Gökhan Durmuş geçtiğimiz hafta sonu plansız gerçekleştirilen sokağa çıkma yasağı nedeniyle cumartesi günü on binlerce gazetenin çöp olduğunu, salgına karşı bu tarz önlemlerin alınabileceğini ama öncesinde bunun planlaması gerektiğini belirtti ve “Zaten gazeteler bir aydır ciddi bir tiraj kaybı yaşıyor ve önümüzdeki günlerde bu kayıp daha da artacak.” dedi.

TGS Genel Başkanı şöyle devam etti: “İlk olarak İçişleri Bakanlığının cumartesi ve pazar günkü gazetelerin okuyucuya ulaşmaması nedeniyle yaşadığı zararı karşılaması gerekiyor. İkinci olarak ise Basın İlan Kurumu resmi ilanları gazetelerin web sitelerine ekonomik bir kayıp olmayacak şekilde vererek basılı gazetelere yayınlanmama hakkı tanımalıdır. Ancak bunu işçi çıkarmama koşuluna bağlamalı ve hem çalışanları hem de medya kuruluşlarını korumalıdır.

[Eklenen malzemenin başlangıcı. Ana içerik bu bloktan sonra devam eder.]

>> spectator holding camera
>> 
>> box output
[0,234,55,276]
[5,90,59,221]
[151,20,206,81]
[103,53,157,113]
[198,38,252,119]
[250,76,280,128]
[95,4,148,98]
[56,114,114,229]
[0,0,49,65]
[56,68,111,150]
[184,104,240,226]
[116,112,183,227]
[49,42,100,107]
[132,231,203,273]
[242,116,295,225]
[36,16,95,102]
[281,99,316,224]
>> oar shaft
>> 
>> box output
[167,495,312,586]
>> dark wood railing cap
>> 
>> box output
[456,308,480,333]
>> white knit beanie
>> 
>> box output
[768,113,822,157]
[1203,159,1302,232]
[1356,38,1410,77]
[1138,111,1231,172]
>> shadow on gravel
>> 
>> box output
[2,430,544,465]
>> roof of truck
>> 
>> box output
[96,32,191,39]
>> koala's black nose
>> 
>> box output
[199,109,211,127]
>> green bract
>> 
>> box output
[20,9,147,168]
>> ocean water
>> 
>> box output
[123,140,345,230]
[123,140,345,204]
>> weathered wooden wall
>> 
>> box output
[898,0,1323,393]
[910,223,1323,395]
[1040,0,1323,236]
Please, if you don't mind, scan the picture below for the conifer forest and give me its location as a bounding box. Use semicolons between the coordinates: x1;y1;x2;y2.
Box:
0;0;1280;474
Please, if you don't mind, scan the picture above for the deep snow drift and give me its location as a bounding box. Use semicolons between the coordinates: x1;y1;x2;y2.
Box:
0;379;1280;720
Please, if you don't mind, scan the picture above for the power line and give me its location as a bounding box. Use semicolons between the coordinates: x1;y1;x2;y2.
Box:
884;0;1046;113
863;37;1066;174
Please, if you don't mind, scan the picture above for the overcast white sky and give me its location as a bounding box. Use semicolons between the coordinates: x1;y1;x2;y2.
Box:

Türkiye’de şartlar normale döndüğü zaman ise gazeteler yayın hayatına geri dönmelidir.”

YETKİLİLER GAZETELERİN GELECEĞİNİ DÜŞÜNMEK ZORUNDA

Sınır Tanımayan Gazeteciler (RSF) Türkiye Temsilcisi ve Bianet Medya Özgürlüğü Raportörü Erol Önderoğlu koronavirüs gibi tüm topluma yönelik tehditlerle ilgili tedbir alan bir devlet, günlük gazetelerin yayın şartlarını öngörmeyi unutuyorsa bunun demokratik sayılamayacağını aktardı. Türkiye’de tirajının çok ötesi bir düzeyde, ayrıcalıklı sermaye çevrelerince desteklenen gazeteler olduğu kadar; varlığını okurlarının bayiye gitmelerine bağlı sürdüren, sınırlı sermayeli yayınlar da bulunduğuna dikkat çeken Önderoğlu “Yetkililer, sokağa çıkma yasağına karar kılmadan önce, demokrasinin olmazsa olmazı bu gazetelerin geleceğini de düşünmek zorundadır.” dedi.

Önderoğlu şöyle devam etti: “Ancak normal şartlarda çoğu sindirilmeye çalışan bu gazetelerle medeni bir diyalog içine girmek de, bize kalırsa, demokratik yönetim anlayışını zorunlu kılıyor. Dileyelim ki, bir dahaki sokağa çıkma yasağı öncesi gazete yönetimleri zamanında bilgilendirilir ve geçen hafta sonu tanık olduğumuz kayıtsızlığı unutturur. Bunun bir sonraki adımı mutlaka, güç durumdaki yayın kuruluşlarına finansal desteği öngörmek olmalıdır.”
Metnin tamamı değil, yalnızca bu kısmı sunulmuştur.